If the file specified with this option exists, the accumulated mapping information will be merged with mapping information previously stored in the file - this allows one to have map file for entire project.

By default no filename is specified, and thus mapping information is not saved anywhere.

--embed-map
This option instructs the mapping between obfuscated symbol names and original symbol names to be appended inside a comment to the result of processing, in form of couple of strings per line - obfuscated symbol name and original symbol name. For symbols that are exceptions (i.e. for ones obfuscated symbol name is the same as original) such lines are not emitted at all. Lines are emitted only for symbols found in subject file.

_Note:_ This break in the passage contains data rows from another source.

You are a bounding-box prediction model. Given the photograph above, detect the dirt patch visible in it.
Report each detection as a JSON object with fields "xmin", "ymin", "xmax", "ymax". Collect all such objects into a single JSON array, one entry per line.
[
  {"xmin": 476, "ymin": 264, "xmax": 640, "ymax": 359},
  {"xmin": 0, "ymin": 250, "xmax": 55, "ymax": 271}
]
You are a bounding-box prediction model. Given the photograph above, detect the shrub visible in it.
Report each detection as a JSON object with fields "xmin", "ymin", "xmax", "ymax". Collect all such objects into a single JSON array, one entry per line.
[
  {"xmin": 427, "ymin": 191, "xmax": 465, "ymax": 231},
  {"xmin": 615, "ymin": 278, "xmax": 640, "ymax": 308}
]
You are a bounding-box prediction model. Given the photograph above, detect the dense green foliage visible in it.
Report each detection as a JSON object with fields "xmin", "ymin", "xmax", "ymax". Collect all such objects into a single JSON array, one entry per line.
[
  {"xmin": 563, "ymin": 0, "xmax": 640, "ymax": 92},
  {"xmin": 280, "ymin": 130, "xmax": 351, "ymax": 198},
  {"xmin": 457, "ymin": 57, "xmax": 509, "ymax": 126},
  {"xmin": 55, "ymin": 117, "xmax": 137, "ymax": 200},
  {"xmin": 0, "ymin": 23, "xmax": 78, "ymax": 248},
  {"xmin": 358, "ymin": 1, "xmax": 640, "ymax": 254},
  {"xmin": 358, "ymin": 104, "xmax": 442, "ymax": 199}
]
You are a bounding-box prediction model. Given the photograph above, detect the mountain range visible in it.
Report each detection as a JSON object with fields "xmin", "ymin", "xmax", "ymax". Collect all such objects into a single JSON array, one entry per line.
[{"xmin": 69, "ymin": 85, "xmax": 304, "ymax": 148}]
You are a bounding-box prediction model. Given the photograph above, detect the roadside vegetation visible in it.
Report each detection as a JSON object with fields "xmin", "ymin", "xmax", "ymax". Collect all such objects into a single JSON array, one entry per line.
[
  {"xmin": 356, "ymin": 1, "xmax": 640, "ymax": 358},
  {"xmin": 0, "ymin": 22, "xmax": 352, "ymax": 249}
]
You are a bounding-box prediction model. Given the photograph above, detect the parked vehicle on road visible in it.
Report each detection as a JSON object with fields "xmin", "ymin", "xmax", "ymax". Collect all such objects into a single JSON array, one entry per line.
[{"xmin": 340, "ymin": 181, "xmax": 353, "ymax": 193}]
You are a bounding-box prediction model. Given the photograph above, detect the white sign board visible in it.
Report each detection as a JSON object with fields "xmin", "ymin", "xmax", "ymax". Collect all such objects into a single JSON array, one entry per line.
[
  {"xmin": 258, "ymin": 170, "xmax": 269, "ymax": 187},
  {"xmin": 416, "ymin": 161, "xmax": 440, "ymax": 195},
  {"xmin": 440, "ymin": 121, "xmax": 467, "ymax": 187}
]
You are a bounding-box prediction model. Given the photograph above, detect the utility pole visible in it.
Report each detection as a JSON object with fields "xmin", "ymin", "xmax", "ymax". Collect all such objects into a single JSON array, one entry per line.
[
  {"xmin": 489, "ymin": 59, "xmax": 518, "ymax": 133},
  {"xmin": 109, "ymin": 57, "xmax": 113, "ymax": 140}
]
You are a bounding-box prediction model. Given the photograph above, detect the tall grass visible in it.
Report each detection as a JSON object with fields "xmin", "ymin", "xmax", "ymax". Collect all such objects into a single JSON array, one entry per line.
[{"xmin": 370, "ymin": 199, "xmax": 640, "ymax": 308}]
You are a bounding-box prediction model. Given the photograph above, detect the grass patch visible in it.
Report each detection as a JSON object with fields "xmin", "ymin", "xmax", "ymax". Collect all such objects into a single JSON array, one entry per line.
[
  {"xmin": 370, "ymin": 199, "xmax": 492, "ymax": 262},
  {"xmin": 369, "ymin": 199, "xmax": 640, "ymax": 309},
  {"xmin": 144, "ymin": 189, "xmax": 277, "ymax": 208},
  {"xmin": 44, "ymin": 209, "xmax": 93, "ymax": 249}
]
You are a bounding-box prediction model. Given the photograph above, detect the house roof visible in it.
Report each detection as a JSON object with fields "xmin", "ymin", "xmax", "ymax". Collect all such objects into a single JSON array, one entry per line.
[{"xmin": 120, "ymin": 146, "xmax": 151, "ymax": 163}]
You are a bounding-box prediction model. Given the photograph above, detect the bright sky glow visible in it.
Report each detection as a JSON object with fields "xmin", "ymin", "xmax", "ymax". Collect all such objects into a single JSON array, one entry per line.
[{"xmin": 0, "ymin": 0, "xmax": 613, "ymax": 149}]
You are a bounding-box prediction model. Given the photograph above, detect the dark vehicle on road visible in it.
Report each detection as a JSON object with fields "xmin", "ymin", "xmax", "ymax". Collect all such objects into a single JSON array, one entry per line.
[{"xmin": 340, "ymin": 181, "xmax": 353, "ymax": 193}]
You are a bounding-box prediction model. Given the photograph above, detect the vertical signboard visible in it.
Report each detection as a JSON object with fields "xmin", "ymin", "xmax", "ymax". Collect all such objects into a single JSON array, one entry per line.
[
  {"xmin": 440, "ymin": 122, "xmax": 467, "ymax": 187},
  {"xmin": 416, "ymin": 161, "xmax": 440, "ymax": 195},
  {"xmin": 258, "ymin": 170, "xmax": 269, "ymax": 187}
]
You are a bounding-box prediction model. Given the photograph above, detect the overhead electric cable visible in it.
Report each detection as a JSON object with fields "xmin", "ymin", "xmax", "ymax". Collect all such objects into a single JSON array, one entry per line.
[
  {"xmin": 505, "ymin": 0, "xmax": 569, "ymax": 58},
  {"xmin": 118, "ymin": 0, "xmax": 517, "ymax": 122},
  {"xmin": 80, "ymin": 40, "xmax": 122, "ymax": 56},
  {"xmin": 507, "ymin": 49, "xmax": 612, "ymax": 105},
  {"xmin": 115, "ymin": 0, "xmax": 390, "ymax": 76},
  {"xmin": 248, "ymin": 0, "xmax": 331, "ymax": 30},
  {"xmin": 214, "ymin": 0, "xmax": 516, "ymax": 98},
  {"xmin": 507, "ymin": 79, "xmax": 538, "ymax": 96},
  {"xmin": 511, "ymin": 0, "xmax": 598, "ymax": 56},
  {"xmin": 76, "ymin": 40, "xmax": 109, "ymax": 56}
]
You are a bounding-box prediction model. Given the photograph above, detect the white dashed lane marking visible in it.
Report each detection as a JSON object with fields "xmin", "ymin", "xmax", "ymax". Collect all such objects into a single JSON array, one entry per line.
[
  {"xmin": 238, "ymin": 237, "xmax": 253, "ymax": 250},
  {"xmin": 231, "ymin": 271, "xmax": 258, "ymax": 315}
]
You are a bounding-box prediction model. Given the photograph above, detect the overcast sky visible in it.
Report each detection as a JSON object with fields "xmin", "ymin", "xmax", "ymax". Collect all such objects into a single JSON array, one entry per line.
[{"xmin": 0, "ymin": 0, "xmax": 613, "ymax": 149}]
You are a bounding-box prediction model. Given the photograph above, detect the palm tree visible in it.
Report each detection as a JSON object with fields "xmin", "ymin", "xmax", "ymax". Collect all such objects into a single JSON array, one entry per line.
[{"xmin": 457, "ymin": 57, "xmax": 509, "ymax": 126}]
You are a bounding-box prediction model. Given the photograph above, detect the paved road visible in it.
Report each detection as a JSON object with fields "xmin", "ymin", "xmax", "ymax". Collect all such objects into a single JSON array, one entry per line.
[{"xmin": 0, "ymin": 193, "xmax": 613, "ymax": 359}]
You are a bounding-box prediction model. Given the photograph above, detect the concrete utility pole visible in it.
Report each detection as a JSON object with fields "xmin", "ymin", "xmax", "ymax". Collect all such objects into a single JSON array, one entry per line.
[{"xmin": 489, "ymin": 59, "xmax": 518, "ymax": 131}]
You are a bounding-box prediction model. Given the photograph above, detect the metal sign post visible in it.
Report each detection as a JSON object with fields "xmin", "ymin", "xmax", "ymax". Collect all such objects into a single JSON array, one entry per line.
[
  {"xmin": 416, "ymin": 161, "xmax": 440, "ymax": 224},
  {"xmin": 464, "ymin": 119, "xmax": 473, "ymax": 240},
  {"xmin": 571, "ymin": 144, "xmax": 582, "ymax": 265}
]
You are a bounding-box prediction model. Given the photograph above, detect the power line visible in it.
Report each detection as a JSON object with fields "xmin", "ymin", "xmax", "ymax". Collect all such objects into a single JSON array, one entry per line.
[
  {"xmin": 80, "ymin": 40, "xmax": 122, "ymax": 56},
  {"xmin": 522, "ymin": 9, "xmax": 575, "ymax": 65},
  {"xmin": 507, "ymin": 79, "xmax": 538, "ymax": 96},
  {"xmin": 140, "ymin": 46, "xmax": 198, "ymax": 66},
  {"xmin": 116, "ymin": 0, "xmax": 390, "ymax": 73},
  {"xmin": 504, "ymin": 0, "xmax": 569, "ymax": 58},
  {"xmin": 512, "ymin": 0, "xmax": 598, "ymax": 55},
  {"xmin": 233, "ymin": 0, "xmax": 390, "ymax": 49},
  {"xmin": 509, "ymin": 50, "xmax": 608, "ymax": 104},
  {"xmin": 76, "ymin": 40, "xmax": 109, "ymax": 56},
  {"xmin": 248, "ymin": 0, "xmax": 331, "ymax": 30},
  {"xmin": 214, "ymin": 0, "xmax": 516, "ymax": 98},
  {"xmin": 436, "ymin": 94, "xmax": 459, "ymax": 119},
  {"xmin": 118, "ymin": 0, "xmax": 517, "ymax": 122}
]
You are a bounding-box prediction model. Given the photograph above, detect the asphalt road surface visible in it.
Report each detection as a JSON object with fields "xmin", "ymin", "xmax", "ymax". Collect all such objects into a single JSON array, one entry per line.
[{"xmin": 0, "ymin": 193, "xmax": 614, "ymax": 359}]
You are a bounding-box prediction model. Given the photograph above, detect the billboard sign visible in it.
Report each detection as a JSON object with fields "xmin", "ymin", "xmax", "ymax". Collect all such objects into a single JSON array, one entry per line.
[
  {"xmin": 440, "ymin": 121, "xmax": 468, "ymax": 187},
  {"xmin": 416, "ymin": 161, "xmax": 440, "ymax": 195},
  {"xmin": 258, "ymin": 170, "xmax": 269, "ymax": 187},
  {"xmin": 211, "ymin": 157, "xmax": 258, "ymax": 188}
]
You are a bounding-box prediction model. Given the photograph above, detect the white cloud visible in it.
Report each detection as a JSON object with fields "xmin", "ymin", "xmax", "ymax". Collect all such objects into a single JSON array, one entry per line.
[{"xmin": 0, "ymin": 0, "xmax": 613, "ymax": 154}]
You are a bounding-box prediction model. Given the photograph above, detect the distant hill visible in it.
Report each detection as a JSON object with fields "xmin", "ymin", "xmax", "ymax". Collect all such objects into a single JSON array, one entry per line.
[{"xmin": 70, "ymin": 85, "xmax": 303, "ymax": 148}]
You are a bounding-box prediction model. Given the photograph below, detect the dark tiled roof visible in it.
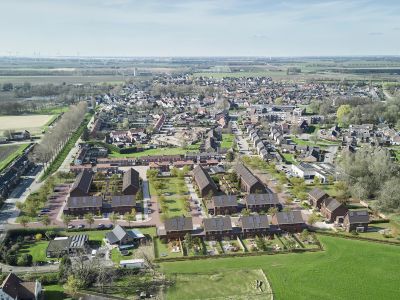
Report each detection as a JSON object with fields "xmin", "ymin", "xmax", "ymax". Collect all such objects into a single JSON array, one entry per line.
[
  {"xmin": 203, "ymin": 217, "xmax": 232, "ymax": 232},
  {"xmin": 308, "ymin": 188, "xmax": 328, "ymax": 200},
  {"xmin": 66, "ymin": 196, "xmax": 103, "ymax": 208},
  {"xmin": 193, "ymin": 165, "xmax": 217, "ymax": 190},
  {"xmin": 122, "ymin": 168, "xmax": 139, "ymax": 191},
  {"xmin": 275, "ymin": 210, "xmax": 304, "ymax": 225},
  {"xmin": 164, "ymin": 217, "xmax": 193, "ymax": 232},
  {"xmin": 245, "ymin": 193, "xmax": 279, "ymax": 205},
  {"xmin": 71, "ymin": 170, "xmax": 93, "ymax": 194},
  {"xmin": 347, "ymin": 209, "xmax": 369, "ymax": 224},
  {"xmin": 241, "ymin": 215, "xmax": 269, "ymax": 229},
  {"xmin": 111, "ymin": 195, "xmax": 136, "ymax": 207},
  {"xmin": 236, "ymin": 164, "xmax": 259, "ymax": 187},
  {"xmin": 211, "ymin": 195, "xmax": 238, "ymax": 207},
  {"xmin": 324, "ymin": 198, "xmax": 342, "ymax": 212}
]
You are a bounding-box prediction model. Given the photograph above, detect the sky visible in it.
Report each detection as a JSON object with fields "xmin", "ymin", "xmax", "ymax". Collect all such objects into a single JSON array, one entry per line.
[{"xmin": 0, "ymin": 0, "xmax": 400, "ymax": 57}]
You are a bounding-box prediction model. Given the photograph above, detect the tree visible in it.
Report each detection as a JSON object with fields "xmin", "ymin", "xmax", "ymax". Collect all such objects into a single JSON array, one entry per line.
[
  {"xmin": 226, "ymin": 151, "xmax": 235, "ymax": 162},
  {"xmin": 378, "ymin": 177, "xmax": 400, "ymax": 212},
  {"xmin": 19, "ymin": 216, "xmax": 30, "ymax": 227},
  {"xmin": 109, "ymin": 212, "xmax": 119, "ymax": 225},
  {"xmin": 256, "ymin": 236, "xmax": 267, "ymax": 251},
  {"xmin": 84, "ymin": 213, "xmax": 94, "ymax": 228},
  {"xmin": 242, "ymin": 208, "xmax": 251, "ymax": 217},
  {"xmin": 268, "ymin": 207, "xmax": 278, "ymax": 216},
  {"xmin": 40, "ymin": 215, "xmax": 51, "ymax": 226},
  {"xmin": 185, "ymin": 233, "xmax": 193, "ymax": 251},
  {"xmin": 308, "ymin": 212, "xmax": 319, "ymax": 226},
  {"xmin": 62, "ymin": 214, "xmax": 73, "ymax": 226},
  {"xmin": 124, "ymin": 208, "xmax": 136, "ymax": 226},
  {"xmin": 81, "ymin": 126, "xmax": 89, "ymax": 141},
  {"xmin": 336, "ymin": 104, "xmax": 351, "ymax": 126},
  {"xmin": 64, "ymin": 275, "xmax": 82, "ymax": 297}
]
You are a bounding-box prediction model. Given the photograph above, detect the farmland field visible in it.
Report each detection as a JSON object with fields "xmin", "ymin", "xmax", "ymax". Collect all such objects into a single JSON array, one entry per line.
[
  {"xmin": 168, "ymin": 269, "xmax": 272, "ymax": 300},
  {"xmin": 0, "ymin": 144, "xmax": 29, "ymax": 171},
  {"xmin": 161, "ymin": 236, "xmax": 400, "ymax": 299},
  {"xmin": 0, "ymin": 115, "xmax": 54, "ymax": 133}
]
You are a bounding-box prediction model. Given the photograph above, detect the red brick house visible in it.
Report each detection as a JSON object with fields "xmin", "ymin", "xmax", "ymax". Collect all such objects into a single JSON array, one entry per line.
[
  {"xmin": 320, "ymin": 198, "xmax": 347, "ymax": 222},
  {"xmin": 308, "ymin": 188, "xmax": 329, "ymax": 209},
  {"xmin": 206, "ymin": 195, "xmax": 238, "ymax": 216},
  {"xmin": 272, "ymin": 210, "xmax": 306, "ymax": 232},
  {"xmin": 343, "ymin": 209, "xmax": 369, "ymax": 232}
]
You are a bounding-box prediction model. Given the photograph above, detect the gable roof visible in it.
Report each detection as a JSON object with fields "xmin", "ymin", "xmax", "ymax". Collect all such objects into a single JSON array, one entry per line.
[
  {"xmin": 203, "ymin": 216, "xmax": 232, "ymax": 232},
  {"xmin": 193, "ymin": 165, "xmax": 217, "ymax": 190},
  {"xmin": 241, "ymin": 215, "xmax": 269, "ymax": 229},
  {"xmin": 66, "ymin": 196, "xmax": 103, "ymax": 208},
  {"xmin": 122, "ymin": 168, "xmax": 139, "ymax": 191},
  {"xmin": 111, "ymin": 195, "xmax": 136, "ymax": 207},
  {"xmin": 211, "ymin": 195, "xmax": 238, "ymax": 207},
  {"xmin": 346, "ymin": 209, "xmax": 369, "ymax": 224},
  {"xmin": 308, "ymin": 188, "xmax": 328, "ymax": 201},
  {"xmin": 245, "ymin": 193, "xmax": 279, "ymax": 205},
  {"xmin": 275, "ymin": 210, "xmax": 304, "ymax": 225},
  {"xmin": 164, "ymin": 217, "xmax": 193, "ymax": 232},
  {"xmin": 236, "ymin": 164, "xmax": 261, "ymax": 187},
  {"xmin": 323, "ymin": 198, "xmax": 342, "ymax": 212},
  {"xmin": 71, "ymin": 170, "xmax": 93, "ymax": 195}
]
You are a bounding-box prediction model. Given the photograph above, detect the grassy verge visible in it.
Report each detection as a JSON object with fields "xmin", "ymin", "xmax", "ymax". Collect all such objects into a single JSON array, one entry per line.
[
  {"xmin": 40, "ymin": 114, "xmax": 92, "ymax": 181},
  {"xmin": 0, "ymin": 144, "xmax": 29, "ymax": 172}
]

By default this mapping information is not embedded at all.

-e encode-count
This option controls the number of encoding iterations to be applied to obfuscated file. To disable encoding completely one should specify 0 as number of encoding iterations. It's not recommended to apply more than 30 encoding iterations. Each encoding iteration increases output file size. The relation between non-encoded obfuscated file size and encoded obfuscated file size is approximately the following: E=I*2+N*450 where E is encoded size, I is non-encoded obfuscated size, and N is the number of iterations applied. The default value for this option is 10.

--noparsing
This is additional mode of operation in which Perl-Obfus only encodes the file. In this mode no parsing of code is performed, no obfuscation of any type applied (e.g variables are not renamed, numbers are not turned to expressions, and so on) and comments are not removed, but the original code becomes unreadable. Code encoded in this mode is guaranteed to work the same way it was working before encoding, without a need of any modifications to it.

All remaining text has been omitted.